Connections between Roman Saturnalia and Christmas
Saturnalia was an ancient Roman festival dedicated to the god Saturn, initially held on 17th December and later expanded through to 23rd December. Records pieced together from various accounts show that the holiday was celebrated with a sacrifice at the Temple of Saturn in the Roman Forum, a public banquet, gift-giving and continual partying. The festival overturned the usual Roman social norms: gambling was permitted and masters provided table service for their slaves. Indeed, the poet Catullus called it “the best of days”.
Saturn was an agricultural deity who was said to have reigned over the world in the Golden Age, when humans enjoyed the spontaneous bounty of the earth without labour in a state of perpetual innocence.

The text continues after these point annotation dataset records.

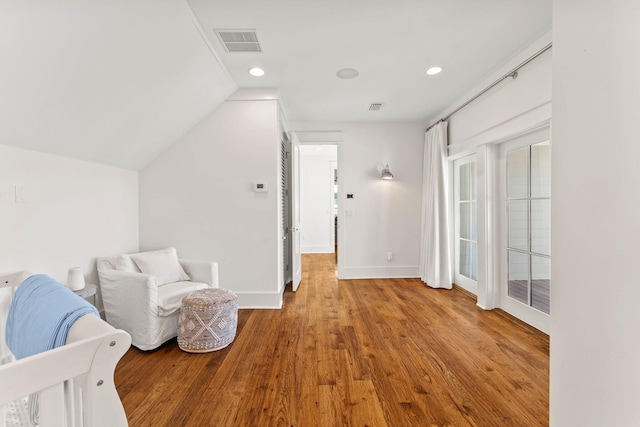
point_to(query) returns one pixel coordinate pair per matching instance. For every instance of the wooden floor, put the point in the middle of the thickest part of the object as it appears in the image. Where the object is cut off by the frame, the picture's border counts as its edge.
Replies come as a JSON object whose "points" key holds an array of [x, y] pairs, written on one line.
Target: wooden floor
{"points": [[387, 352]]}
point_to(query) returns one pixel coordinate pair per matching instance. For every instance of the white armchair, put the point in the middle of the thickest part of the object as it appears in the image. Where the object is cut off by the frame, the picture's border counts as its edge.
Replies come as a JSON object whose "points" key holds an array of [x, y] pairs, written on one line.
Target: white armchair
{"points": [[142, 292]]}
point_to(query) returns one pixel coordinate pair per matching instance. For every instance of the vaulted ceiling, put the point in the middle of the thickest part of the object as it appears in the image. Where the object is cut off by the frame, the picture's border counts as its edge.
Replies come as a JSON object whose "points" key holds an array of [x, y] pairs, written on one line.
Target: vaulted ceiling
{"points": [[117, 81]]}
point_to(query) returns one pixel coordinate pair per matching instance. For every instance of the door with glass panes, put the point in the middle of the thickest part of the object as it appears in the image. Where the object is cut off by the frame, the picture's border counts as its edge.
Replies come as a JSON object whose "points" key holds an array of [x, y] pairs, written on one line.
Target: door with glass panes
{"points": [[466, 228], [526, 236]]}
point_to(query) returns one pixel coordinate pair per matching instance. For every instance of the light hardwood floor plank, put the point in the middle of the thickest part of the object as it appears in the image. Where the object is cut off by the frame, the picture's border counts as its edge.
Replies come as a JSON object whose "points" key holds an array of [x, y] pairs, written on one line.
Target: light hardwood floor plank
{"points": [[381, 352]]}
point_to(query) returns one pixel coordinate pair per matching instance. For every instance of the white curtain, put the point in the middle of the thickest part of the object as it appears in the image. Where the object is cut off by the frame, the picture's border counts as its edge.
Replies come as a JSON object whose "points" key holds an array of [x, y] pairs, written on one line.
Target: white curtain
{"points": [[435, 256]]}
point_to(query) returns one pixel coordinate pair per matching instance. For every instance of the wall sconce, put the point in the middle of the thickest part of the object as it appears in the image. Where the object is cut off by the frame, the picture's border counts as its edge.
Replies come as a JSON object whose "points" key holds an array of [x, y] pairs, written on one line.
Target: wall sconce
{"points": [[386, 173]]}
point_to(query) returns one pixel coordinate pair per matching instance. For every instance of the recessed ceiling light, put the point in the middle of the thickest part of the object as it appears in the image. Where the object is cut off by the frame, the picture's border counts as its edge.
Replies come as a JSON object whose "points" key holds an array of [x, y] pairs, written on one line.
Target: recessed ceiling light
{"points": [[256, 72], [347, 73]]}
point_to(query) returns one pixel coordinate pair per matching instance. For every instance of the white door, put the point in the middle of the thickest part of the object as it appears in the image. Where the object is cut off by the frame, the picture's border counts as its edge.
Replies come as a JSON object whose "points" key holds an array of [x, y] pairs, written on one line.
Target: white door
{"points": [[296, 255], [526, 232]]}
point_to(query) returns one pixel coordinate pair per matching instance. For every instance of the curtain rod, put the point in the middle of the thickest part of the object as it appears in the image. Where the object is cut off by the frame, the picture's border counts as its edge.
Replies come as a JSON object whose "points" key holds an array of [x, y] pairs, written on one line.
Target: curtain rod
{"points": [[513, 74]]}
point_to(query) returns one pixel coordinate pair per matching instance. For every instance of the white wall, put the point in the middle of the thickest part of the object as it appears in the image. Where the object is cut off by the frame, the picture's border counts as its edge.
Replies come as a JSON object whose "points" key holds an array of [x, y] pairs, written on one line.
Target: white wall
{"points": [[316, 198], [76, 211], [385, 215], [115, 82], [197, 196], [515, 108], [595, 338], [510, 108]]}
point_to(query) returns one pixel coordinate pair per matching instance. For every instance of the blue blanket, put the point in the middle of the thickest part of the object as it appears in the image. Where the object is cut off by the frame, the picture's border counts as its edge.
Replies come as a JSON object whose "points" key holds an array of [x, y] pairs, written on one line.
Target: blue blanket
{"points": [[41, 314]]}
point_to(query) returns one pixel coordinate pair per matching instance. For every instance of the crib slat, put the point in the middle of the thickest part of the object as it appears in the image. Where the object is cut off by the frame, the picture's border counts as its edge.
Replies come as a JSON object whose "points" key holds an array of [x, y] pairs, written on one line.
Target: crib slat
{"points": [[52, 406]]}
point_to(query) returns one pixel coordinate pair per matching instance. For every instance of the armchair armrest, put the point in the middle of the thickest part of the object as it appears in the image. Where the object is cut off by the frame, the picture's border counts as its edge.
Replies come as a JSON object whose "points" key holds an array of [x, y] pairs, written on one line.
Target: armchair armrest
{"points": [[129, 298], [201, 271]]}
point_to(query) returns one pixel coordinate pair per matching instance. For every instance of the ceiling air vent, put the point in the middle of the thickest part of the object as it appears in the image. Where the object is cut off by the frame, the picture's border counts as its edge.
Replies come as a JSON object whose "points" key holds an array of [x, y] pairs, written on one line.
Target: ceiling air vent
{"points": [[239, 40]]}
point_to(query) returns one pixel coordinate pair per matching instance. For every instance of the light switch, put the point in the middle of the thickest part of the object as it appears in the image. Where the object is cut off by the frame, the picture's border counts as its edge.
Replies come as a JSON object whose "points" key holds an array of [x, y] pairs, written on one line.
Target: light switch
{"points": [[21, 194], [260, 187]]}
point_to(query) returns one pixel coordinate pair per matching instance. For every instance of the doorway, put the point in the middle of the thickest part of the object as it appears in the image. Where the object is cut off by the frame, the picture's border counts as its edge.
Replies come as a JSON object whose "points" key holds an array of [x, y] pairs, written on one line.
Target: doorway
{"points": [[525, 256], [318, 198]]}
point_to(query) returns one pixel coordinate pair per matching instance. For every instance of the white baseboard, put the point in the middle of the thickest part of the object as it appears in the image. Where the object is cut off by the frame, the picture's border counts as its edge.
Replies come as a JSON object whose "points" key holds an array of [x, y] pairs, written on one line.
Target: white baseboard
{"points": [[259, 299], [391, 272], [317, 249]]}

In one of the interpretations in Macrobius’s work, Saturnalia is a festival of light leading to the winter solstice, with candles symbolizing the quest for knowledge and truth. The renewal of light and the coming of the new year was celebrated in the later Roman Empire in the Dies Natalis of Sol Invictus, the “Birthday of the Unconquerable Sun”, on 25th December.
The popularity of Saturnalia continued into the third and fourth centuries AD and as the Roman Empire came under Christian rule, some of its customs have clearly influenced the seasonal celebrations surrounding both Christmas and New Year.